Economies are fluid things; they take on a life of their own; they can’t be put in restraints – that’s the whole point of the free market. Duterte knows that – that’s how he ticks. And investors who miss that miss what’s going on here. He’s a free-marketeer. We’ll say that again: he’s a free-marketeer.

Ignore the psycho-babbling and name-calling of Duterte’s critics – they want nothing more than for him to fail, even though by succeeding the nation would gain. Duterte’s sometimes less that erudite, seemingly inappropriate off-the-cuff remarks – the alpha and the omega of all he represents as far as his opponents are concerned – are not what matter. It’s the substance of the man, what he stands for and what he’s achieving that truly matter; not the fleeting form.

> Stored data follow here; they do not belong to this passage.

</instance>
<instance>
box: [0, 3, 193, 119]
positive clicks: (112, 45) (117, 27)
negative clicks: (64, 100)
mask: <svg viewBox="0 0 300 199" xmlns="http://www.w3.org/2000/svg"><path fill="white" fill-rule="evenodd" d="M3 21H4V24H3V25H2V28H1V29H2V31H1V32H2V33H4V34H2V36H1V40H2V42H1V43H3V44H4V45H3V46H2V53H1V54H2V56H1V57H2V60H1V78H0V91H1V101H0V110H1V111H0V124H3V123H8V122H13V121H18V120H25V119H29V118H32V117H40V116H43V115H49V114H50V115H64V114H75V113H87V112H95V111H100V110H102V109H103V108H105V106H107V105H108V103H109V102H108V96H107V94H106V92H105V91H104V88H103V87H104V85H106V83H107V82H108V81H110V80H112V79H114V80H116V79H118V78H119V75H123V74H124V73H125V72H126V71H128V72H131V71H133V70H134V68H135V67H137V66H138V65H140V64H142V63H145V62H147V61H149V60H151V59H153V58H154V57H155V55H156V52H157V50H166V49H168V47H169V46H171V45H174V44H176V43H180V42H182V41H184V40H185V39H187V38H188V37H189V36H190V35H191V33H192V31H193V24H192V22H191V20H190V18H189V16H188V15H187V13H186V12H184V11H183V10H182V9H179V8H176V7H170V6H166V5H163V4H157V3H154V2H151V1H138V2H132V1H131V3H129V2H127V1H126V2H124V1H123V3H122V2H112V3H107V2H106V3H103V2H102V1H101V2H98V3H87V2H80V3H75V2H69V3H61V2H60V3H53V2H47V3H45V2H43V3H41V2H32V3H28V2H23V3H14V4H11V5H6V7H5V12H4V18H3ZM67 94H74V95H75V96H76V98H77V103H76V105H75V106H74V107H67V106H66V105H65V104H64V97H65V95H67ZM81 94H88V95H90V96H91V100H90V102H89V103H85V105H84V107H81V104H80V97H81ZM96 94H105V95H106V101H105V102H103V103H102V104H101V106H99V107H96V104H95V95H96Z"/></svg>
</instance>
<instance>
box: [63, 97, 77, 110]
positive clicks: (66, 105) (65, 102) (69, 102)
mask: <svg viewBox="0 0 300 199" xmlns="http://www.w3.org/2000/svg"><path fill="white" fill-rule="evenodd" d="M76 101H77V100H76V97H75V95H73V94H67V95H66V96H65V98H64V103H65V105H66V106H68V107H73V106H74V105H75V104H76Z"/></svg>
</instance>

As far as the Philippine economy is concerned – building it to create work and lift his people from the shadows – Duterte is 1,000% committed. And to reach that goal foreign investors are being encouraged to play a major part; one for which they will gain good returns while their assets remain protected. Plans and efforts are underway to further ease doing business in the Philippines; reforms are soon to be set before Congress that will remove restrictions on foreign businesses wanting to operate there.

All that’s a far cry from communism. It’s also a far cry from the protectionist policies of the past; the closed-shop mindset of the domestic oligarchs and the system that succeeded in failing the people and hamstringing the economy for virtually as long as most people can remember.

The fact is it’s impossible to put Duterte into a political pigeonhole – in some ways he’s a classic old-school socialist, in others he’s a free spirit seeking innovative flexible solutions that defy any political definition. All that’s constant is his passion, and what drives that passion is the love he has for his people and his country and the tiredness he feels from the decades of neglect.